I am iterating through a large dataframe with multiindex using iterrows. The result is a Series with multiindex. After some profiling, it turned out that most of the time is spent on getting the cell value for the series, so I would like to use the Series.at function, as it is much faster. Unfortunately I haven't found anything in the pandas documentation about this with multiindex.
Here is a simple code:
import numpy as np
import pandas as pd
arrays = [['bar', 'bar', 'baz', 'baz', 'foo', 'foo', 'qux', 'qux'], ['one', 'two', 'one', 'two', 'one', 'two', 'one', 'two']]
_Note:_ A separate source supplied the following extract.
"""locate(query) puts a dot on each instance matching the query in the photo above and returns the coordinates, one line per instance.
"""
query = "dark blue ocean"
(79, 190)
tuples = list(zip(*arrays))
index = pd.MultiIndex.from_tuples(tuples, names=['first', 'second'])
s = pd.Series(np.random.randn(8), index=index)
>>>>s
first second
bar one -0.761968
two 0.670786
baz one -0.193843
two -0.251533
foo one 1.732875
two 0.538561
qux one -1.111480
two 0.478322
dtype: float64
I have tried s.at[("bar","one")] , s.at["bar","one"], but non of these works.
>>>>s.at[("bar","one")]
Traceback (most recent call last):
File "<input>", line 1, in <module>
File "C:\Python\lib\site-packages\pandas\core\indexing.py", line 2270, in __getitem__
return self.obj._get_value(*key, takeable=self._takeable)
TypeError: _get_value() got multiple values for argument 'takeable'
>>>>s.at["bar","one"]
Traceback (most recent call last):
File "<input>", line 1, in <module>
File "C:\Python\lib\site-packages\pandas\core\indexing.py", line 2270, in __getitem__
return self.obj._get_value(*key, takeable=self._takeable)
TypeError: _get_value() got multiple values for argument 'takeable'
Does anyone have any idea how to use .at in this case?